Response: Some research has shown open-ended vasectomy to reduce the incidence of chronic testicular pain following vasectomy by a factor of three. This research also shows that open-ended vasectomy virtually guarantees that granulomas will form at the testicular end of the vas. A key point to remember is that both open-ended vasectomy and closed-ended vasectomy have a high likelihood (70% or better) of resulting in a life-long autoimmune reaction due to sperm cells being retained in the body and rupturing into the bloodstream. See the reference section of the website for a list of articles detailing this response. Many doctors claim that all these responses are harmless. My experience and the experience of many others who have posted messages to this site is that the effects can be devastating and painful. You have to decide if you want to take the risk as opposed to other forms of birth control. Learn these risks before having the procedure, because once you do, it is often very difficult to turn back.

From: MO
Date: 3/1/01
Subject: Appropriate medical procedures and inappropriate erections

I had a spermatic cord nerve block done on Monday on the advice of my doctor, and since then I have turned black and blue on my right side of my scrotum and even on the right side of my penis in addition to a great deal more pain than usual since my vasectomy. I called my urologist today to express my concern about the discoloration and increased pain that the Vicodin was not touching. I had to see another urologist since my doctor was in surgery (here we go again, explaining the story to another doctor). Well, he said that I had a good size hematoma and that it should go away in about a week. He then asked if I had even had anyone milk my prostate to check for infection. I had never had this done before. He thought it would be best since I had two signs of prostatitis: painful testicles and pain following ejaculation. It turns out that I had a great deal of white blood cells in the secreted fluids that indicate an infection. I don't anticipate that this is the only reason I'm having pain, but it may contribute. The doctor prescribed a round of the antibiotic Levoquin to treat the prostatitis and an antidepressant called Trazodone. I looked up the Trazodone on the Internet and found that the side effects can include prolonged, painful, or inappropriate erections. I got a kick out of the "inappropriate" part. I'll admit, with all this pain, I could use some 'inappropriate' erections to give me more confidence. I'll let you know how things go.

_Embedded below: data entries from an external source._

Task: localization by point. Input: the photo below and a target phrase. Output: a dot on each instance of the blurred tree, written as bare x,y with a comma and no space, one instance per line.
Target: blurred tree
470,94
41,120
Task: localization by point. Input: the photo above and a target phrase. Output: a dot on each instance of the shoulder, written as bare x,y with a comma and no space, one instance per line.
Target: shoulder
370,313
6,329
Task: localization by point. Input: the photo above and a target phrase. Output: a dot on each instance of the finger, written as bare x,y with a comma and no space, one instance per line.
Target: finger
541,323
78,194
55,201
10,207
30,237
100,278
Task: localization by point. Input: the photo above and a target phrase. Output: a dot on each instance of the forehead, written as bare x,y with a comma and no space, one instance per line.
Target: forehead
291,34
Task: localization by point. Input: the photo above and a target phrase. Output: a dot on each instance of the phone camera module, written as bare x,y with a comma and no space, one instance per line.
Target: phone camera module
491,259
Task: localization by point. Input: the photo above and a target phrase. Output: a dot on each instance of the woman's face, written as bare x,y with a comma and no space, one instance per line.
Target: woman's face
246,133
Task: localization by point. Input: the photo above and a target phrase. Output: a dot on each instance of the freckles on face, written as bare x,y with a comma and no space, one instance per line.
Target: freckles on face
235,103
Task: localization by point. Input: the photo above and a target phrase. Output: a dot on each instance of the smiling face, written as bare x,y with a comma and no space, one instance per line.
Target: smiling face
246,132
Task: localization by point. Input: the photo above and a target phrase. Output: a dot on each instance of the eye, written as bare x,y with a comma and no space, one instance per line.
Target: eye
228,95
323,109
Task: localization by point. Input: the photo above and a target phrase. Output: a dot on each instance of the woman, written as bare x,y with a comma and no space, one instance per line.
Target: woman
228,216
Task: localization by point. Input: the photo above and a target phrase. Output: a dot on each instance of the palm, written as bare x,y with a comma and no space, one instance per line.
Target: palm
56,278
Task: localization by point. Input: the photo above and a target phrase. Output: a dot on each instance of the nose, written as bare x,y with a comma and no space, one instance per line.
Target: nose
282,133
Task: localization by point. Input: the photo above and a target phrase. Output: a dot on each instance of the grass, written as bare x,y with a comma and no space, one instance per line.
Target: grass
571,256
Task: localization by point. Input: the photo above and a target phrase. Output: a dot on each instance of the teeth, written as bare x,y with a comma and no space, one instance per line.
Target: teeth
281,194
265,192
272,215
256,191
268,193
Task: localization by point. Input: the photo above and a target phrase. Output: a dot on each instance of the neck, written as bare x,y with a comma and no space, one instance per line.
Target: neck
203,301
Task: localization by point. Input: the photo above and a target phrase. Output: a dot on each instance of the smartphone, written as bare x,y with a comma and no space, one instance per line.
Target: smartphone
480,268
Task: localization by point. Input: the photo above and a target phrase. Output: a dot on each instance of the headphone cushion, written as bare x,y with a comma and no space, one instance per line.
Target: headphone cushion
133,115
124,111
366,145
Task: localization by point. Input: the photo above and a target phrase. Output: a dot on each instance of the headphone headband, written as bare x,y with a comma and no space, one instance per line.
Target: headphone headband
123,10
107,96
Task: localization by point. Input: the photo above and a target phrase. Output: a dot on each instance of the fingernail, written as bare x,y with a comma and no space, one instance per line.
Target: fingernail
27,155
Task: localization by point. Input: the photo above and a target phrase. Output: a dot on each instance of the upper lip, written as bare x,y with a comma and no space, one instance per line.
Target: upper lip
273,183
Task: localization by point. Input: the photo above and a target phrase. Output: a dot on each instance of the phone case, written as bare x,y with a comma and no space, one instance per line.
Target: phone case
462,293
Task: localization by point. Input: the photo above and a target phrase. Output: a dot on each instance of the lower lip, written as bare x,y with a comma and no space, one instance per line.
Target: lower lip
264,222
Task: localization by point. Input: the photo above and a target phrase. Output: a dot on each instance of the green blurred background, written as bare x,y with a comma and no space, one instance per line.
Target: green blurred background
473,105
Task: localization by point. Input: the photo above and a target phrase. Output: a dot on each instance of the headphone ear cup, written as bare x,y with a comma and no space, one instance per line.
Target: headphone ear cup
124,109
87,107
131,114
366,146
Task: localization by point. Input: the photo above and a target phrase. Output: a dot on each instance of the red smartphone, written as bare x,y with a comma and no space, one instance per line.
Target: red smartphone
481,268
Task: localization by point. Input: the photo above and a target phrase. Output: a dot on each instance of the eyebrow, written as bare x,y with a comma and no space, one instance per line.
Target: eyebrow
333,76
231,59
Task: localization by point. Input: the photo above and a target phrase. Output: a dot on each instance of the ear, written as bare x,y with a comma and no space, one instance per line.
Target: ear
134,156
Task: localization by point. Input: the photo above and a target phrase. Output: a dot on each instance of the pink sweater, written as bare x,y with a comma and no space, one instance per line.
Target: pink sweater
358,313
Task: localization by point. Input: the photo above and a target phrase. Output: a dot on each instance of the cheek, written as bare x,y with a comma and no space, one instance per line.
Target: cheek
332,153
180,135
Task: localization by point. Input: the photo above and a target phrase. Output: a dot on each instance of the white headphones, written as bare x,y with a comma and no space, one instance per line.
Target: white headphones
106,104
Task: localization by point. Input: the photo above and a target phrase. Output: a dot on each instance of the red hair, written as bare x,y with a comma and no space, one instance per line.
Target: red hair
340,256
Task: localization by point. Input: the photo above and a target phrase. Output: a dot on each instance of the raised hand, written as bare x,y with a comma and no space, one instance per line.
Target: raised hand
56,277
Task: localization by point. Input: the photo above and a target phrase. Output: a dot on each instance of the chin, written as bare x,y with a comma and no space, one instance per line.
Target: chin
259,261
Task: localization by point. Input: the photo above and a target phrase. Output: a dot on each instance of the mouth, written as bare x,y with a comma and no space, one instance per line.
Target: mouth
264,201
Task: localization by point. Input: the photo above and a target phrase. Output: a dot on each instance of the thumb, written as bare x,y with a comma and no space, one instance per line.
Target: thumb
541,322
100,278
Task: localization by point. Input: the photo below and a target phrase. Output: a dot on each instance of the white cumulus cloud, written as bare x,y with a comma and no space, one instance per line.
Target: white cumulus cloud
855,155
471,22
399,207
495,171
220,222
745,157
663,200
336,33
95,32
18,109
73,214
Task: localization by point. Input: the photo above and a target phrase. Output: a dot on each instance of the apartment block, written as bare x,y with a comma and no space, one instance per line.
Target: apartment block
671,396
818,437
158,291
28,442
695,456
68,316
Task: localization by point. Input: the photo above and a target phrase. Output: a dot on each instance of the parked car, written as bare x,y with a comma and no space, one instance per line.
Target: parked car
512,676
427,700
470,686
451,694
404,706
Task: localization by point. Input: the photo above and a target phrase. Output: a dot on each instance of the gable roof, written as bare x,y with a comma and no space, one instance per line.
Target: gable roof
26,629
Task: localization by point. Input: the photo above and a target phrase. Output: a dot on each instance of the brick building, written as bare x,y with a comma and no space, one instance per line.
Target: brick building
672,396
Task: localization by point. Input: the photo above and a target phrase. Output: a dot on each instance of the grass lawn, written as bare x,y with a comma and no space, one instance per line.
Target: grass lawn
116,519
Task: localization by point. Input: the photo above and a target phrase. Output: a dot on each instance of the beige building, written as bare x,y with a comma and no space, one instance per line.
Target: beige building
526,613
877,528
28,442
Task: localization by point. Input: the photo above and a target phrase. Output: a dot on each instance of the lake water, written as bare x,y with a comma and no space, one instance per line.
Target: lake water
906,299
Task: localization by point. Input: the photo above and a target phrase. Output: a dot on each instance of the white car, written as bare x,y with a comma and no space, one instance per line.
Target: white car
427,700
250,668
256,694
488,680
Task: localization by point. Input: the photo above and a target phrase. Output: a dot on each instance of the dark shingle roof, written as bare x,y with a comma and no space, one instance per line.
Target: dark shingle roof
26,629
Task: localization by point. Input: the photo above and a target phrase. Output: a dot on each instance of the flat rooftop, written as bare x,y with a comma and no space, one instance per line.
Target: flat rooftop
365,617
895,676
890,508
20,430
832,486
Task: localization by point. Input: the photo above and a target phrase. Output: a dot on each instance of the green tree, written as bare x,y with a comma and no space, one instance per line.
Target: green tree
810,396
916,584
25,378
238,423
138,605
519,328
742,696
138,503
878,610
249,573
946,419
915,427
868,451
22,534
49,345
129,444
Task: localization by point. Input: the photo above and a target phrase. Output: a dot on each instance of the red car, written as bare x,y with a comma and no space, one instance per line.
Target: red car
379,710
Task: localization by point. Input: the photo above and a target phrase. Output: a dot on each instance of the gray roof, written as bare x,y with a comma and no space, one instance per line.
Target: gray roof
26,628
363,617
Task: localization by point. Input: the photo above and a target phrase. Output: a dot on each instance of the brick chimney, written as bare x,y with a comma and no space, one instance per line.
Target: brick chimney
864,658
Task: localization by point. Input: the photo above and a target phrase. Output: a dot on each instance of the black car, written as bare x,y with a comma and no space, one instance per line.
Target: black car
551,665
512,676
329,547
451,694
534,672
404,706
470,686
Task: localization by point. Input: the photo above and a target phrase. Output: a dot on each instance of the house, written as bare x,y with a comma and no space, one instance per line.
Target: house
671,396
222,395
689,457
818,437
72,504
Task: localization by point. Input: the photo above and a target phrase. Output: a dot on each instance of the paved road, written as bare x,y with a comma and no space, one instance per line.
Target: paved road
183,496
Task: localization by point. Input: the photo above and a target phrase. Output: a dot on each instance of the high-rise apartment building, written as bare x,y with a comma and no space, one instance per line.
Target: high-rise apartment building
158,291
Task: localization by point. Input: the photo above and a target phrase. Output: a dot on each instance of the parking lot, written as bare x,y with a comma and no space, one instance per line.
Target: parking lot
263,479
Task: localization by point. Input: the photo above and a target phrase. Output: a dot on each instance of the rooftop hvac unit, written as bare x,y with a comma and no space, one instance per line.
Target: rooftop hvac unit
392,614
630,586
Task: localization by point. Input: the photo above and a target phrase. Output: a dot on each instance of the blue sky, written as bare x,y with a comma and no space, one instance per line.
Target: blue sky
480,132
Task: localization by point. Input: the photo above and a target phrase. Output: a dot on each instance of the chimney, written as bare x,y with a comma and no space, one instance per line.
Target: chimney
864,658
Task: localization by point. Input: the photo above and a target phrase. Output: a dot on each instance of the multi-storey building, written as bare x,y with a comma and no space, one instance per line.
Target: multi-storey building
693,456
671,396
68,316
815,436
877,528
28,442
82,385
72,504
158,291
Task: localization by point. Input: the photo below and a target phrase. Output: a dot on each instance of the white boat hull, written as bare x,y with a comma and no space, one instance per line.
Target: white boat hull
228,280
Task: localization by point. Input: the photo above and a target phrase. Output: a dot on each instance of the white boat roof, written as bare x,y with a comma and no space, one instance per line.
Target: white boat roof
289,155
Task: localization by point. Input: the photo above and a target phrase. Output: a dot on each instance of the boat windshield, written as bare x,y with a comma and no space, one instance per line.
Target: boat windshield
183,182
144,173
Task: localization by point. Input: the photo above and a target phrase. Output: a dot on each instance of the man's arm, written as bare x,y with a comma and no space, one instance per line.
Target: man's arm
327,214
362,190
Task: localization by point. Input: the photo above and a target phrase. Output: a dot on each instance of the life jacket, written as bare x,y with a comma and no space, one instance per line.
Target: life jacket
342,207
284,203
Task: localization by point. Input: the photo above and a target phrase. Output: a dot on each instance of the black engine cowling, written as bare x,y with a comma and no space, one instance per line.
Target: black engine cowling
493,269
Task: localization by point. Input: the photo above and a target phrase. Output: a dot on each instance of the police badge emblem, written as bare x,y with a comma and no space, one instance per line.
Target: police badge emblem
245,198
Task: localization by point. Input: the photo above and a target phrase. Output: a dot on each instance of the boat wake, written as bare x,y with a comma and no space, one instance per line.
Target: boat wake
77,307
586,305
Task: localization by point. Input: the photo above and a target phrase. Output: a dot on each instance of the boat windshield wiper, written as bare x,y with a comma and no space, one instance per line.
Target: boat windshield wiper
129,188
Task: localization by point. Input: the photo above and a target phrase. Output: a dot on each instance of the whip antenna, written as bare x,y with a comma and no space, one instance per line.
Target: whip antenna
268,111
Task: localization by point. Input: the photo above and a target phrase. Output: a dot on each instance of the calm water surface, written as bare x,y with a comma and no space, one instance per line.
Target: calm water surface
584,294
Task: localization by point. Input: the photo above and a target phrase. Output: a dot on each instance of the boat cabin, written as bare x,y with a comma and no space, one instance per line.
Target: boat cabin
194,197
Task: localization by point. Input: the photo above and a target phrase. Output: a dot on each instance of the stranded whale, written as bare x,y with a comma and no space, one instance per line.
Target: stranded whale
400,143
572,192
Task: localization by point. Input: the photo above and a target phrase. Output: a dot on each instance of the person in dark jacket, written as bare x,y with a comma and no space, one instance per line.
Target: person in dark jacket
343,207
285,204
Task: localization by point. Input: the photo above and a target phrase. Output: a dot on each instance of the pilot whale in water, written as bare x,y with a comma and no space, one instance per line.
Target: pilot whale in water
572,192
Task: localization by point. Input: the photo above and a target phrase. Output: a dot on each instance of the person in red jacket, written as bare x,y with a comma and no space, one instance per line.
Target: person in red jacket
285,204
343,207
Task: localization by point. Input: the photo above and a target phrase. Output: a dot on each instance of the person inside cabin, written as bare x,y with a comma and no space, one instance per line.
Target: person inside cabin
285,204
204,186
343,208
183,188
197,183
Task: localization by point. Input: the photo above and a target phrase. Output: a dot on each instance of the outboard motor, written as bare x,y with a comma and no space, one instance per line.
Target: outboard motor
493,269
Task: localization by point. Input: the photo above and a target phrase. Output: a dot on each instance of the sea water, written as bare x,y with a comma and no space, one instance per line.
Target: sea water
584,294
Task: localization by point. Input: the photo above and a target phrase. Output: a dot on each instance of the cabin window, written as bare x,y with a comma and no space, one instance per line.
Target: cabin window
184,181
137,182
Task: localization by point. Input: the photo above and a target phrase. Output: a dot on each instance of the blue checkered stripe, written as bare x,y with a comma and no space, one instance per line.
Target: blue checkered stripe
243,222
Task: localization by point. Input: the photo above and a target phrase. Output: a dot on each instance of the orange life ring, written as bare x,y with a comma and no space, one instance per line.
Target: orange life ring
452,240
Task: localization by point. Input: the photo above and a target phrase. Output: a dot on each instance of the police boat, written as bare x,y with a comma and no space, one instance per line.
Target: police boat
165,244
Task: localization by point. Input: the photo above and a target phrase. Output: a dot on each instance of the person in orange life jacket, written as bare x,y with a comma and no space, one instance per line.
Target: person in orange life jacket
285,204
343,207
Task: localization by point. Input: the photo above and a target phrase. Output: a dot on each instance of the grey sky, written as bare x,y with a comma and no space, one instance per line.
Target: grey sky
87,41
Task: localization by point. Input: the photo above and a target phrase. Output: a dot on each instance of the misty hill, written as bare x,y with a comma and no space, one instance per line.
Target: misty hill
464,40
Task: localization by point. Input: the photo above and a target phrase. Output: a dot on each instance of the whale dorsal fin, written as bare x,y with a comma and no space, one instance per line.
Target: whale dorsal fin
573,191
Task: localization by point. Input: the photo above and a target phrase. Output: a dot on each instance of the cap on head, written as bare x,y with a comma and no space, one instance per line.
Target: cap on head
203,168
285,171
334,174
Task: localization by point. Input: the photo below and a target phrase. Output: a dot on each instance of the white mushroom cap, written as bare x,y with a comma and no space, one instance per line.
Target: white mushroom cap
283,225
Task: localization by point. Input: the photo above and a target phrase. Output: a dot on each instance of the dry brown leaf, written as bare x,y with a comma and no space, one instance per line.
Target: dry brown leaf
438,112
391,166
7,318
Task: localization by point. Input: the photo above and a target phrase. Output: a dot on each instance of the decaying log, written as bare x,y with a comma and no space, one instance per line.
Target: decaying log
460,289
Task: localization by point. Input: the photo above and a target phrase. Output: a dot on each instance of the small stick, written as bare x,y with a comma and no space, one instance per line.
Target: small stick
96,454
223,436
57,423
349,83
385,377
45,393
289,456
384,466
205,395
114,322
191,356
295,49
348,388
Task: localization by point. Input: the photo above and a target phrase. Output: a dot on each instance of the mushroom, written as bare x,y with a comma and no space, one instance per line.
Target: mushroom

Response: After everything you've been through, you should have license to have an erection anywhere and any time you want. Here's hoping it just doesn't hurt to use it too much. Prostatitis is seen commonly after vasectomy, both in the infectious and noninfectious variety, according to the Prostatitis Web Site, Vasectomy Page at www.prostate.org. Urologists at UCLA have been doing studies on this subject and trying various bioflavenoids, such as Quercetin as methods of treatment. For myself, I've decided that any direct assault on the nerves in my groin causes way too much additional pain for any "diagnostic" benefit that might result, and any blocks that I will allow to be done need to approach the subject from the back, as in the Superior Hypogastric Nerve Block that I've had done at Stanford Pain Clinic.

From: KP
Date: 3/2/01
Subject: Man-o-pause

Can you guys believe this? I have been getting very hot and not knowing why. I called my internist and he said this what I am getting is like female menopause because my hormones are so out of balance after my vasectomy. He said to take vitamin E. This is the only somewhat funny thing that has happened yet. I had better not have grown ovaries too! Any suggestions?

Response: Dr Malcolm Carruthers discusses how vasectomy can affect testosterone and other hormone levels in his book MAXIMISING MANHOOD: BEATING THE MALE MENOPAUSE. This is evidently quite common as an undisclosed side effect of the procedure, and many men have experienced impotence and other symptoms as a result. Hormone replacement therapy can help this condition in many cases according to Dr. Carruthers.